For WEO Marketly / any team reading the roadmap signal:

  1. Adopt loops for the bookkeeping. Stand up a [[claude-ai/scheduled-tasks|/loop]] (or cloud routine) for the chores Boris automates: babysit PRs/CI, cluster inbound feedback on a schedule. This is the highest-leverage pattern in the talk.
  2. Let domain experts build. The “accountant writes the accounting software” point applies directly to a dental-marketing agency — your domain experts (not just engineers) are now the best builders of your internal tools.
  3. Run the 7 Powers test on your own moat. Which of your advantages are switching-cost / process-power (eroding) vs. network-effect / scale / cornered-resource (durable)? Reprioritize accordingly.
  4. Close the “org gap,” not the “model gap.” You already have the same models Anthropic ships; the lead they have is process. Put Claude at the center of workflows (echoing Reflecting on a Year of Claude Code).
  5. Connect tools via MCP first.

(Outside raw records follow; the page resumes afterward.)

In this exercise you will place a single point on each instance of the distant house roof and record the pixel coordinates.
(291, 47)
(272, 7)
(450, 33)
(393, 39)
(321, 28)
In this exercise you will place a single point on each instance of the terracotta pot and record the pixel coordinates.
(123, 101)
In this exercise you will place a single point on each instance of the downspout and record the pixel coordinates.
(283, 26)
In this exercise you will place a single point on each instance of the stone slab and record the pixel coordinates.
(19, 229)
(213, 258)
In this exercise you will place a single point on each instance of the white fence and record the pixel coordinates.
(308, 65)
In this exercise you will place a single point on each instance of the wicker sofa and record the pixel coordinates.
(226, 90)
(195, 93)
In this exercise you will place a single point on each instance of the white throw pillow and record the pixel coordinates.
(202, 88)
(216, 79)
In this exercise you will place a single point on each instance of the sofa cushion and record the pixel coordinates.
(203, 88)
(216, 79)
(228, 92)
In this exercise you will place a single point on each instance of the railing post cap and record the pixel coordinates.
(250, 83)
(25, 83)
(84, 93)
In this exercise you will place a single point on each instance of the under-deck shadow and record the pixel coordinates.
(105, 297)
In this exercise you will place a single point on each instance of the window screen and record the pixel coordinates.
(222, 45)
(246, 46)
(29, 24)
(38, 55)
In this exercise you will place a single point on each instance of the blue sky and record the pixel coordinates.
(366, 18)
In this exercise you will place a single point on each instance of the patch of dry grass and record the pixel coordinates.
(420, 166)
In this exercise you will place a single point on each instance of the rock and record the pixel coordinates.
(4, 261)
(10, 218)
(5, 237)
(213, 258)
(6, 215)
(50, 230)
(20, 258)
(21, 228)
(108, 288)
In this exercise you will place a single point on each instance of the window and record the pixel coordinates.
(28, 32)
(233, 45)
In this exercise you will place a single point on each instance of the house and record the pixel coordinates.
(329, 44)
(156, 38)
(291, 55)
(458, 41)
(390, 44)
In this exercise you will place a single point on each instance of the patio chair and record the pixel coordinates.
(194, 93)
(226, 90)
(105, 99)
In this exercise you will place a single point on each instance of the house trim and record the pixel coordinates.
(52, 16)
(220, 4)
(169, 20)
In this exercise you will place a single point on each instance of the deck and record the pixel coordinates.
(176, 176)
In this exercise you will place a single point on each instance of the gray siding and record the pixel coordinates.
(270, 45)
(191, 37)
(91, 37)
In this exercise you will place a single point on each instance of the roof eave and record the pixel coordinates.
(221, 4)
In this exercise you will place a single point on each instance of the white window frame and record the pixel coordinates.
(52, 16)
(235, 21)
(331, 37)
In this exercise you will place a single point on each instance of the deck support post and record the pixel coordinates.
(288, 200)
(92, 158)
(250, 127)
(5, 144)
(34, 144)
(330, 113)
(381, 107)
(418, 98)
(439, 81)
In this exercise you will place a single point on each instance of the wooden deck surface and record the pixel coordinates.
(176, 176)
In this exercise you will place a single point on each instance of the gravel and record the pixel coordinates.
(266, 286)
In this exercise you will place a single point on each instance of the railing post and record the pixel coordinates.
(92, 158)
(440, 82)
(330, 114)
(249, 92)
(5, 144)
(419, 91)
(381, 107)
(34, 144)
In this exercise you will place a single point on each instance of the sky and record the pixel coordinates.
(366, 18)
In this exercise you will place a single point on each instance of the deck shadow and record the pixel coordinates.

For knowledge-work automation, wire Salesforce/Docs/Calendar via MCP connectors before reaching for computer use.

Open Questions

  • Net-new vs. his other talks. The coding-solved, 100%-Claude-workflow, and printing-press points retread boris-cherny-lenny-podcast + the boris-cherny hub’s Acquired Unplugged notes; the distinctive AI-Ascent material is the 7 Powers / SaaS-apocalypse analysis, the phone-first loops setup, and the cross-disciplinary-generalist org thesis.
  • “150 PRs in a day” is a self-reported personal stress-test, not a sustained rate — his typical is “a few dozen PRs every day.” ^[ambiguous]
  • No-manually-written-code-anywhere at Anthropic is a strong first-party claim stated in passing; scope (all teams? all repos?) isn’t specified.